Buffalo Cranberry Stew

2 tbsp Canola oil
2 lb bison stew meat, cut in one inch cubes or smaller
2.5 cups water (plus top up water)
1 tsp salt¼ tsp black pepper coarsely ground
1 medium size onion, chopped
3 cloves garlic minced1 cup dry red wine or 1.5 tbsp balsamic vinegar
3 tbsp Worcestershire sauce
1 tbsp  paprika
3 whole cloves
2  bay leaves
8 carrots, scraped, split and cut in thirds
4 potatoes (4 cups in volume peeled and cut into large cubes)
1 ¾ cup cranberries (fresh or frozen -- not DRIED)
3 stalks celery, split and cut in short strips
4 tbsp maple syrup or 2.5 tbsp brown sugar (knowing us, we used both)

Put canola oil in a 5 to 6 quart Dutch oven. Over medium high heat brown bison cubes.

Once bison cubes are browned, add 2.5 cups water, salt and pepper to Dutch over. Bring contents to a boil, simmer, cover and cook for 30 minutes.
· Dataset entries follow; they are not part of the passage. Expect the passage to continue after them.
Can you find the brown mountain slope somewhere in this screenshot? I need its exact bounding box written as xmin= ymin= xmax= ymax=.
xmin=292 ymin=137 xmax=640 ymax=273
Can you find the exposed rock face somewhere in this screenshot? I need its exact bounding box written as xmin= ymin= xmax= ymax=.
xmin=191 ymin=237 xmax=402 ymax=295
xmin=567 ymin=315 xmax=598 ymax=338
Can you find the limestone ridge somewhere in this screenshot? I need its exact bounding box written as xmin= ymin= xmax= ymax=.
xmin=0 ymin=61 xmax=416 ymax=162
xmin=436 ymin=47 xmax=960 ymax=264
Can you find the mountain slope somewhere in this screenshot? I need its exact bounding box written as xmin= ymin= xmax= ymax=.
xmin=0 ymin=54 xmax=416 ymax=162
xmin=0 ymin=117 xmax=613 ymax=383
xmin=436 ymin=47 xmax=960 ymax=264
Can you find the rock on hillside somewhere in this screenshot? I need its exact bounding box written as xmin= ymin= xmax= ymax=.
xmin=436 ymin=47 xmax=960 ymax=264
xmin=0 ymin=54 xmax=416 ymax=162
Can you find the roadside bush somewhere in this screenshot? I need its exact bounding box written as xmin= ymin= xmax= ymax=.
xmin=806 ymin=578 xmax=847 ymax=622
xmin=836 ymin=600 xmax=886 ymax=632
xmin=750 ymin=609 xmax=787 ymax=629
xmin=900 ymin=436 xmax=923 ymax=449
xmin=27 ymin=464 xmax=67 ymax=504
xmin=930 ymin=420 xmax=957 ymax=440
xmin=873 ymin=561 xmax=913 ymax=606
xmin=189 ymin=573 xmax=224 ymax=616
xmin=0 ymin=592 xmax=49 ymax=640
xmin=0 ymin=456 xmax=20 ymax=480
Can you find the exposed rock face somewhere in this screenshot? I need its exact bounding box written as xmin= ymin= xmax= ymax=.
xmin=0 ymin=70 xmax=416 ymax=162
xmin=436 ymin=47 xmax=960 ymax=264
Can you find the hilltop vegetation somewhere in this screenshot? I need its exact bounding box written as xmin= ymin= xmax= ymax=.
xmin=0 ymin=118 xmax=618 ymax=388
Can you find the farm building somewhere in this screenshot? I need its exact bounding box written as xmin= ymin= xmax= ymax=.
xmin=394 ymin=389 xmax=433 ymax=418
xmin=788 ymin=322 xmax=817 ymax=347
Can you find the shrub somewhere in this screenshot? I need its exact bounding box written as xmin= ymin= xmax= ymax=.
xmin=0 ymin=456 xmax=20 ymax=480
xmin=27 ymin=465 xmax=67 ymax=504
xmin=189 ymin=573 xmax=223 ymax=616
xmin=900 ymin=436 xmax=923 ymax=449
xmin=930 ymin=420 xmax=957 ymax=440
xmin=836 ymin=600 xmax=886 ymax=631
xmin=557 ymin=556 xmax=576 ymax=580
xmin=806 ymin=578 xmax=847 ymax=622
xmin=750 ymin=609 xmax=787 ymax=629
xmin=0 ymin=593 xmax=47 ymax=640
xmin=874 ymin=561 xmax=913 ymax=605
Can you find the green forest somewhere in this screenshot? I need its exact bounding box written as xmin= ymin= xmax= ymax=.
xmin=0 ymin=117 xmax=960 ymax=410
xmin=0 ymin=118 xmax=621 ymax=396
Add onion, garlic, wine or vinegar, Worcestershire sauce, paprika, cloves and bay leaves to Dutch over. Cover and continue to simmer for 1 hour, stirring every 20 minutes or so.

Add carrots, potatoes, cranberries and celery. Top-up casserole dish with additional water to cover contents (another 1.5 cups or so). Add maple syrup or brown sugar, especially if vinegar is used. Bring to a boil (can't read this part) simmer, Cover and cook for another 30 to 45 minutes or until potatoes are fork tender. Adjust seasonings (pepper and Worcestershire sauce may be required). Knowing our chef, he added more wine. ;-)

Using a separate bowl, make thickener by gradually stirring 1 cup water into ½ cup rye or whole wheat flour. (we've never done this.

Keep in mind, we added this recipe times 20 so things were exactly like this recipe calls for. We used less carrots and I think less celery. I'm not sure about that. We also made it two days in advance and kept it in a cooler. On Friday of the event, we had it simmering for hours before we served it. One thing to remember (that I learned)…if you decide to freeze some and warm it up in the crock pot, watch it because if the crock pot is hot - it will burn. Still tastes great even after being in the freezer for weeks.